Harriet Monroe, ed. (1860–1936). The New Poetry: An Anthology. 1917.

History

William Carlos Williams

I
THIS sarcophagus contained the body

Of Uresh-Nai, priestess to the goddess Mut,

Mother of All—

……………

II
The priestess has passed into her tomb.

The stone has taken up her spirit!

Granite over flesh: who will deny

Its advantages?

Your death?—water

Spilled upon the ground—

Though water will mount again into rose-leaves—

But you?—would hold life still,

Even as a memory, when it is over.

Benevolence is rare.

Climb about this sarcophagus, read

What is writ for you in these figures,

Hard as the granite that has held them

With so soft a hand the while

Your own flesh has been fifty times

Through the guts of oxen—read!

“The rose-tree will have its donor

Even though he give stingily.

The gift of some endures

Ten years, the gift of some twenty,

And the gift of some for the time a

Great house rots and is torn down.

Some give for a thousand years to men of

One country, some for a thousand

To all men, and some few to all men

While granite holds an edge against

The weather.
“Judge then of love!”

III
“My flesh is turned to stone.
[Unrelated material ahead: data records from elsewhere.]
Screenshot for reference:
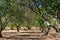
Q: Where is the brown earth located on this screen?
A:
[0,29,60,40]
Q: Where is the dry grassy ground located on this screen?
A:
[0,29,60,40]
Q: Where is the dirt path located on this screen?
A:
[0,30,60,40]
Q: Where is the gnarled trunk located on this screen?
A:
[0,31,3,38]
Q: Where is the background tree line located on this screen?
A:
[0,0,60,37]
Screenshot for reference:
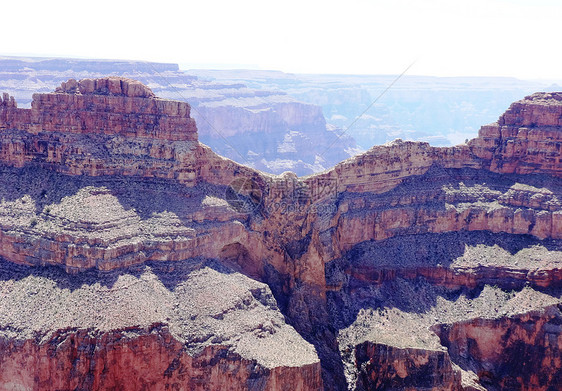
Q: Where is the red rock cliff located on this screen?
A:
[0,78,562,389]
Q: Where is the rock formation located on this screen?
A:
[0,78,562,390]
[0,57,357,175]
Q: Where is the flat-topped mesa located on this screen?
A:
[498,92,562,127]
[469,92,562,177]
[0,77,197,141]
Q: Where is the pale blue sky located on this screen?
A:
[0,0,562,80]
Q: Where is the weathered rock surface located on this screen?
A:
[0,259,322,390]
[0,57,358,175]
[0,78,562,390]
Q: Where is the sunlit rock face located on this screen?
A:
[0,78,562,390]
[0,57,360,175]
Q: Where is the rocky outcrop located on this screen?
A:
[0,78,562,390]
[0,260,322,390]
[433,304,562,390]
[0,57,358,175]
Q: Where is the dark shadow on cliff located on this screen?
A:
[0,258,232,292]
[326,231,562,329]
[0,164,236,222]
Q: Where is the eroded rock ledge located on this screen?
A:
[0,78,562,390]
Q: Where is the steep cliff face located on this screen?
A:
[0,78,562,390]
[0,57,357,175]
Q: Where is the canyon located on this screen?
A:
[0,77,562,390]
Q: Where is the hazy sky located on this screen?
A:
[0,0,562,80]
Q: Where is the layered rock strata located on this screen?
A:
[0,78,562,390]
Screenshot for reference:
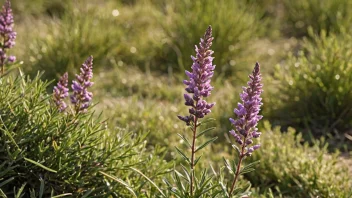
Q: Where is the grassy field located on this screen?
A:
[0,0,352,197]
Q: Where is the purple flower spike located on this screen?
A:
[0,0,17,74]
[70,56,94,113]
[230,63,263,156]
[53,72,68,112]
[178,26,215,125]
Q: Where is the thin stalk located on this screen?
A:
[190,113,198,196]
[0,36,6,75]
[229,137,246,197]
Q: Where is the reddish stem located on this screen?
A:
[190,115,198,196]
[229,137,246,197]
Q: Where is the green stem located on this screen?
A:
[229,137,246,197]
[190,116,198,196]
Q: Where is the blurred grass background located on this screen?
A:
[1,0,352,197]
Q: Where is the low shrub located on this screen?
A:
[0,72,168,197]
[24,1,161,82]
[246,122,352,197]
[267,28,352,142]
[282,0,352,37]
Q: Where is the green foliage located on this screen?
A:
[246,122,352,197]
[23,1,162,79]
[155,0,266,75]
[0,0,71,19]
[0,72,168,197]
[282,0,352,37]
[270,31,352,141]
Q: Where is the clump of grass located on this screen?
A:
[0,72,167,197]
[246,122,352,197]
[268,28,352,145]
[24,1,162,82]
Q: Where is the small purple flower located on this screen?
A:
[70,56,94,113]
[53,72,68,112]
[230,63,263,156]
[178,26,215,125]
[0,0,17,73]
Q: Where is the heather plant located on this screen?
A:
[268,28,352,145]
[155,0,266,77]
[166,26,217,197]
[0,0,17,75]
[245,121,352,197]
[0,71,167,197]
[222,63,263,197]
[281,0,352,37]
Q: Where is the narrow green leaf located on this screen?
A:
[195,137,218,152]
[0,189,7,198]
[130,167,166,197]
[82,189,93,198]
[24,158,57,173]
[177,133,192,148]
[196,127,215,138]
[194,155,203,166]
[99,171,137,197]
[51,193,72,198]
[175,147,191,163]
[199,118,216,125]
[231,144,241,154]
[39,178,44,198]
[0,177,15,187]
[16,183,26,198]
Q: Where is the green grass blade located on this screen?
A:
[24,158,57,173]
[99,171,137,197]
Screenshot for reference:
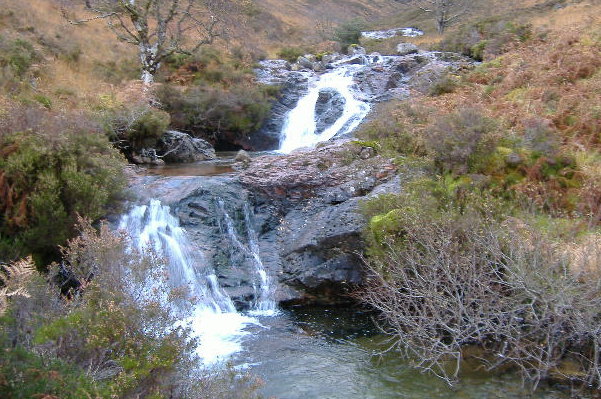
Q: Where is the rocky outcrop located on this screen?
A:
[315,89,346,134]
[396,43,419,55]
[244,71,309,151]
[126,142,399,307]
[158,130,215,163]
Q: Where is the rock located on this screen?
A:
[396,43,419,56]
[315,88,346,134]
[347,44,367,56]
[234,150,251,163]
[131,148,165,166]
[158,130,215,163]
[296,56,313,70]
[242,71,309,151]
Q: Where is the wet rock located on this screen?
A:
[315,89,346,134]
[131,148,165,166]
[396,43,419,56]
[234,150,251,164]
[347,44,367,56]
[244,71,309,151]
[158,130,215,163]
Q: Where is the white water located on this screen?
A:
[361,28,424,39]
[119,200,259,366]
[279,65,370,154]
[217,200,277,316]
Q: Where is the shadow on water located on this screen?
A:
[236,307,584,399]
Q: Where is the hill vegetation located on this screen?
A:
[0,0,601,398]
[357,2,601,388]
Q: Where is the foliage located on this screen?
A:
[439,18,532,61]
[277,47,306,62]
[0,347,99,399]
[157,85,273,147]
[0,110,124,265]
[425,108,497,174]
[334,18,366,51]
[360,182,601,388]
[0,257,35,317]
[0,36,41,92]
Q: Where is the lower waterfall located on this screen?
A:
[119,200,262,366]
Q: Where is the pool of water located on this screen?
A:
[234,308,570,399]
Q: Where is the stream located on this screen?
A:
[119,45,584,399]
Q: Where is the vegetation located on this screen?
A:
[334,18,366,51]
[0,220,257,398]
[0,108,125,266]
[156,51,279,146]
[358,11,601,389]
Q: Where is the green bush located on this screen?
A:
[439,18,532,61]
[0,347,99,399]
[0,111,125,265]
[277,47,305,62]
[425,108,498,174]
[0,37,40,78]
[126,108,171,148]
[334,18,366,51]
[157,85,274,142]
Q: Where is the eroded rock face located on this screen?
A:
[315,89,346,134]
[158,130,215,163]
[243,71,309,151]
[126,142,400,307]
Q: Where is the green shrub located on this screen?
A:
[425,108,498,174]
[0,115,125,265]
[277,47,306,62]
[126,108,171,148]
[439,18,532,61]
[334,18,366,51]
[157,85,274,142]
[0,347,108,399]
[0,37,40,78]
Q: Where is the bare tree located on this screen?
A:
[63,0,235,85]
[416,0,474,34]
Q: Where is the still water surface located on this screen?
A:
[236,308,584,399]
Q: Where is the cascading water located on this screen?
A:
[279,65,370,154]
[119,200,258,365]
[217,200,277,316]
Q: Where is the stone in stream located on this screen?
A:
[158,130,215,163]
[127,143,400,307]
[315,88,346,134]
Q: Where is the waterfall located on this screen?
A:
[119,200,258,365]
[217,200,277,316]
[279,65,370,153]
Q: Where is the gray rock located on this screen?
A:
[347,44,366,56]
[158,130,215,163]
[296,56,313,70]
[396,43,419,55]
[315,89,346,134]
[234,150,250,163]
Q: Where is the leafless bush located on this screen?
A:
[425,108,496,173]
[361,212,601,389]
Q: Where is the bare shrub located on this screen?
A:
[361,211,601,388]
[425,108,496,174]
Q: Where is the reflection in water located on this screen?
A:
[238,308,584,399]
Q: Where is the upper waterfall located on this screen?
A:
[279,65,370,153]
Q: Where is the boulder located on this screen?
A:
[158,130,215,163]
[396,43,419,55]
[347,44,367,56]
[315,88,346,134]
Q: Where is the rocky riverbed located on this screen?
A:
[132,141,400,308]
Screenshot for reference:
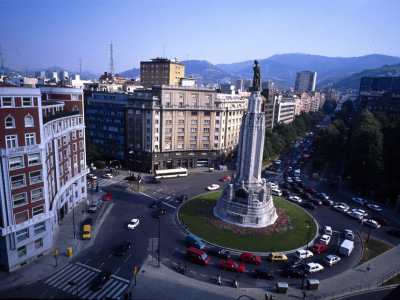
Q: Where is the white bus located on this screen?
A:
[154,168,187,179]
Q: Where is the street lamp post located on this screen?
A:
[301,220,311,289]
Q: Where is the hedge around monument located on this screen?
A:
[178,192,317,252]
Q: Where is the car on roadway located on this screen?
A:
[367,204,382,211]
[319,234,331,245]
[371,216,390,226]
[253,268,275,280]
[282,267,307,278]
[239,252,261,265]
[268,252,287,262]
[208,247,231,259]
[90,270,111,291]
[103,192,112,201]
[344,229,354,241]
[147,178,161,184]
[316,193,329,200]
[300,201,317,210]
[114,241,131,256]
[221,175,232,181]
[220,259,246,273]
[311,243,327,254]
[127,219,140,229]
[207,183,219,191]
[294,249,314,260]
[362,219,381,228]
[288,196,302,203]
[322,254,341,267]
[305,263,324,273]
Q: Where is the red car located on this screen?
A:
[103,193,112,201]
[240,252,261,265]
[311,243,326,254]
[304,186,317,194]
[221,175,232,181]
[221,260,246,273]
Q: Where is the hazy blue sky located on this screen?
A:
[0,0,400,73]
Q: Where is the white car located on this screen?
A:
[207,183,219,191]
[319,234,331,245]
[288,196,301,203]
[324,226,333,235]
[322,255,340,267]
[351,198,365,205]
[294,250,314,259]
[344,229,354,241]
[362,219,381,228]
[128,219,139,229]
[367,204,382,211]
[305,263,324,273]
[333,205,349,212]
[346,210,364,220]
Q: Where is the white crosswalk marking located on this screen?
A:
[45,264,129,299]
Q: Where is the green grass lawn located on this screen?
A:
[178,192,316,252]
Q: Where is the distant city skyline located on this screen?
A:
[0,0,400,73]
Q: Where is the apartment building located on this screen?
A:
[140,57,185,88]
[0,84,87,272]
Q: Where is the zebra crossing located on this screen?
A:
[44,263,129,299]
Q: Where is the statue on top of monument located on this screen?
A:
[253,60,261,91]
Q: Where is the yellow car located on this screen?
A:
[268,252,287,262]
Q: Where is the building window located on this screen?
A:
[15,228,29,243]
[13,193,28,207]
[31,188,43,201]
[25,115,33,127]
[6,116,15,128]
[33,222,46,234]
[8,156,24,170]
[6,135,18,149]
[25,133,35,146]
[11,174,25,189]
[32,205,44,216]
[28,153,41,166]
[2,97,14,107]
[18,246,26,257]
[35,239,43,249]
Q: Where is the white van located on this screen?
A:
[339,240,354,256]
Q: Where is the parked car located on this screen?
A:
[239,252,261,265]
[147,178,161,184]
[371,216,390,226]
[319,234,331,245]
[207,183,219,191]
[305,263,324,273]
[221,260,246,273]
[254,268,275,280]
[208,248,231,259]
[268,252,287,262]
[311,243,327,254]
[114,241,131,256]
[344,229,354,241]
[90,270,111,291]
[322,255,340,267]
[288,196,301,203]
[127,219,140,229]
[362,219,381,228]
[282,267,307,278]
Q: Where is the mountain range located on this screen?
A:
[5,53,400,90]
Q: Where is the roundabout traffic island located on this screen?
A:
[177,192,317,252]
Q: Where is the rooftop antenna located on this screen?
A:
[110,41,114,75]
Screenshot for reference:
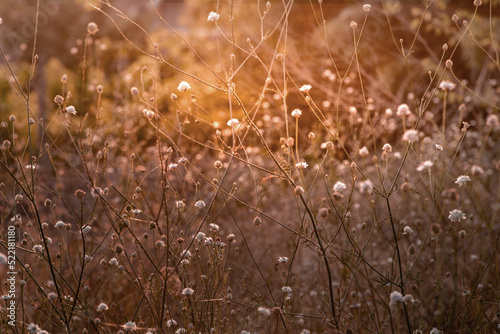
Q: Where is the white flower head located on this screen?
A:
[455,175,471,187]
[227,118,240,127]
[299,85,312,93]
[448,209,466,222]
[207,11,220,22]
[278,256,288,263]
[396,103,411,117]
[66,106,76,115]
[439,80,456,90]
[382,144,392,153]
[401,129,420,143]
[97,303,109,312]
[295,161,309,169]
[257,306,271,317]
[417,160,434,172]
[333,181,347,192]
[123,321,137,330]
[359,146,370,158]
[359,180,373,194]
[389,291,404,306]
[177,81,191,92]
[292,108,302,118]
[194,200,205,210]
[403,226,413,235]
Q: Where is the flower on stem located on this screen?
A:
[455,175,471,187]
[359,146,370,158]
[66,106,76,115]
[292,108,302,118]
[396,103,411,117]
[295,161,309,169]
[448,209,466,222]
[227,118,240,127]
[333,181,347,192]
[207,11,220,22]
[417,160,434,172]
[439,80,456,91]
[401,129,420,143]
[177,81,191,92]
[299,85,312,93]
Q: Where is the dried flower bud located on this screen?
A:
[54,95,64,105]
[87,22,99,35]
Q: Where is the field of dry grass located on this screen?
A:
[0,0,500,334]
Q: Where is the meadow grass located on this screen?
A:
[0,0,500,334]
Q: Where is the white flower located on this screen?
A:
[359,146,370,158]
[403,226,413,234]
[359,180,373,194]
[66,106,76,115]
[439,80,456,90]
[194,200,205,210]
[401,129,420,143]
[448,209,466,222]
[278,256,288,263]
[257,306,271,317]
[455,175,471,187]
[97,303,109,312]
[27,323,41,334]
[417,160,434,172]
[396,103,411,117]
[389,291,403,306]
[382,144,392,152]
[299,85,312,93]
[195,232,205,242]
[295,161,309,169]
[292,108,302,118]
[403,295,414,303]
[177,81,191,92]
[227,118,240,127]
[181,249,191,259]
[333,181,347,192]
[142,109,155,119]
[123,321,137,330]
[207,12,220,22]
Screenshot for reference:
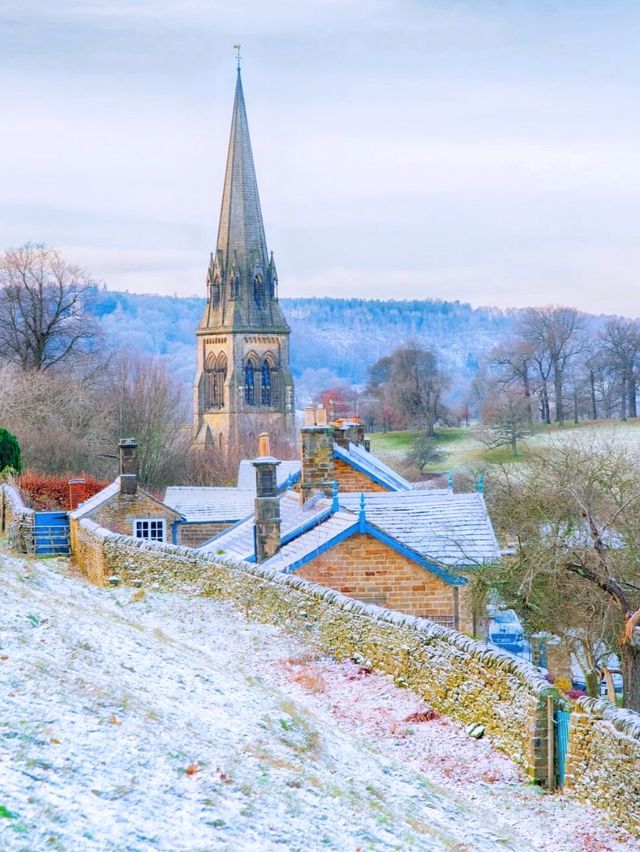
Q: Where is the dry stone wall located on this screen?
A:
[75,520,556,782]
[566,698,640,835]
[0,482,34,553]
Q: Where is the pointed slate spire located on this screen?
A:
[217,67,269,276]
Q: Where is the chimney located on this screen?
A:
[69,479,87,512]
[301,406,335,503]
[253,432,280,563]
[118,438,138,496]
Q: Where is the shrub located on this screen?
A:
[17,470,108,509]
[0,428,22,473]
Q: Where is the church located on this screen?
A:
[193,63,295,451]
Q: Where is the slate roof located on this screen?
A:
[238,444,413,491]
[200,490,500,571]
[198,491,331,561]
[69,476,120,520]
[238,459,302,496]
[69,476,181,520]
[164,486,256,523]
[333,443,413,491]
[340,489,500,567]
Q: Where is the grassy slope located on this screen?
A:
[370,420,640,478]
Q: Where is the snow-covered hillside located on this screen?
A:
[0,552,639,852]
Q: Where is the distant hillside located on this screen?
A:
[89,289,517,405]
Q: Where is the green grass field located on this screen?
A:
[370,420,640,479]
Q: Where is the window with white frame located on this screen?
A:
[133,518,164,541]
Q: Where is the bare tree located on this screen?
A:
[369,343,449,437]
[489,438,640,710]
[601,317,640,420]
[0,243,97,371]
[521,307,584,423]
[103,353,191,488]
[479,388,531,458]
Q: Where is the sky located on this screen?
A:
[0,0,640,316]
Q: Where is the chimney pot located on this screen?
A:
[258,432,271,458]
[118,438,138,496]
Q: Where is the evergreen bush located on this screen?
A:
[0,427,22,474]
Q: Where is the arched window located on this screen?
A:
[244,361,256,405]
[215,352,227,408]
[260,359,271,405]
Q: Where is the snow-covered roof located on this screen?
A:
[238,459,302,496]
[164,486,256,523]
[199,491,331,561]
[69,476,120,520]
[333,443,413,491]
[200,490,500,571]
[340,489,500,567]
[262,511,358,573]
[238,443,413,492]
[69,476,180,520]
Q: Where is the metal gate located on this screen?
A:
[33,512,71,556]
[554,710,571,788]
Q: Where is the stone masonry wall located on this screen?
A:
[566,698,640,835]
[296,534,473,633]
[0,482,34,553]
[76,520,557,781]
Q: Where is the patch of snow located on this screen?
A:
[0,552,637,852]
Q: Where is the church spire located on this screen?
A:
[217,65,269,276]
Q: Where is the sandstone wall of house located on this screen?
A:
[75,520,555,781]
[566,698,640,835]
[296,534,473,634]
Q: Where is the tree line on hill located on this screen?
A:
[0,245,640,709]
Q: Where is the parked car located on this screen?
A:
[488,609,524,654]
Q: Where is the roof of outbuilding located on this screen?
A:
[199,491,331,561]
[164,486,256,523]
[340,489,500,567]
[200,490,500,571]
[333,443,413,491]
[69,476,182,520]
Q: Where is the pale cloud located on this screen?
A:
[0,0,640,314]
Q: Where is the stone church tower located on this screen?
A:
[193,67,295,449]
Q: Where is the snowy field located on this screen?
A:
[0,552,640,852]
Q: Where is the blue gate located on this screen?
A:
[554,710,571,787]
[33,512,71,556]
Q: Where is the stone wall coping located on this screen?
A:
[79,518,558,699]
[1,482,34,515]
[575,697,640,742]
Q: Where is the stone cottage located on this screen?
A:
[200,432,499,634]
[69,438,184,552]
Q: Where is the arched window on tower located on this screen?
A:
[204,352,216,409]
[244,358,257,405]
[260,361,271,405]
[215,352,227,408]
[204,352,227,409]
[260,352,278,406]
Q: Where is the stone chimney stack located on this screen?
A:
[118,438,138,496]
[301,406,335,503]
[69,479,87,512]
[253,432,280,563]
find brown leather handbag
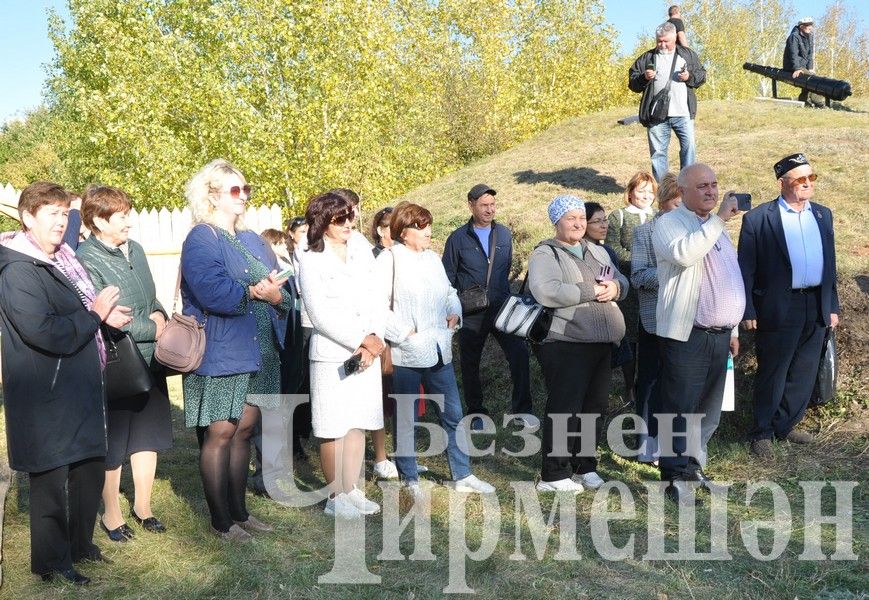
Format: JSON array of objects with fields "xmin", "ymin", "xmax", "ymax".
[{"xmin": 154, "ymin": 265, "xmax": 208, "ymax": 373}]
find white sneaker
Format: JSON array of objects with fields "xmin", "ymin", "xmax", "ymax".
[
  {"xmin": 571, "ymin": 471, "xmax": 604, "ymax": 490},
  {"xmin": 323, "ymin": 493, "xmax": 362, "ymax": 519},
  {"xmin": 453, "ymin": 475, "xmax": 495, "ymax": 494},
  {"xmin": 537, "ymin": 477, "xmax": 585, "ymax": 494},
  {"xmin": 374, "ymin": 459, "xmax": 398, "ymax": 479},
  {"xmin": 346, "ymin": 487, "xmax": 380, "ymax": 515},
  {"xmin": 513, "ymin": 413, "xmax": 540, "ymax": 429}
]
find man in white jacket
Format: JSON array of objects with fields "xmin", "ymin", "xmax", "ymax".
[{"xmin": 652, "ymin": 163, "xmax": 745, "ymax": 504}]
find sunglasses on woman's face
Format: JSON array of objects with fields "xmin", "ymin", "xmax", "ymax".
[
  {"xmin": 228, "ymin": 184, "xmax": 250, "ymax": 200},
  {"xmin": 332, "ymin": 210, "xmax": 356, "ymax": 227}
]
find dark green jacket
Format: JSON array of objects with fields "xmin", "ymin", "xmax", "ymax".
[{"xmin": 76, "ymin": 235, "xmax": 166, "ymax": 364}]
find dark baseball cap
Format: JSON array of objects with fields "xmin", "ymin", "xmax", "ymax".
[{"xmin": 468, "ymin": 183, "xmax": 498, "ymax": 202}]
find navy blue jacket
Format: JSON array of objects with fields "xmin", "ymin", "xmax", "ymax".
[
  {"xmin": 443, "ymin": 219, "xmax": 513, "ymax": 311},
  {"xmin": 739, "ymin": 198, "xmax": 839, "ymax": 330},
  {"xmin": 782, "ymin": 25, "xmax": 815, "ymax": 74},
  {"xmin": 0, "ymin": 246, "xmax": 106, "ymax": 473},
  {"xmin": 181, "ymin": 223, "xmax": 287, "ymax": 376}
]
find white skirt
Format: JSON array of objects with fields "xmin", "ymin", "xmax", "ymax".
[{"xmin": 311, "ymin": 358, "xmax": 383, "ymax": 438}]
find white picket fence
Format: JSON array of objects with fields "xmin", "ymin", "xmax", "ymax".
[{"xmin": 0, "ymin": 184, "xmax": 283, "ymax": 311}]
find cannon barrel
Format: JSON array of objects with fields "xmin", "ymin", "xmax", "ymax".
[{"xmin": 742, "ymin": 63, "xmax": 851, "ymax": 102}]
I

Have endured my summer. The flurry

Of falling petals is ended. I was

Well desired and fully caressed

By many lovers, but my flesh

Withered swiftly and my heart was

Never satisfied. Lay your hands

Upon the granite as a lover lays his

Hand upon the thigh and upon the

Round breasts of her who is

Beside him; for now I will not wither,

Now I have thrown off secrecy, now

I have walked naked into the street,

Now I have scattered my heavy beauty

In the open market.

“Here I am with head high and a

Burning heart eagerly awaiting

Your caresses, whoever it may be,

For granite is not harder than

My love is open, runs loose among you!

“I arrogant against death! I

Who have endured! I worn against

The years!”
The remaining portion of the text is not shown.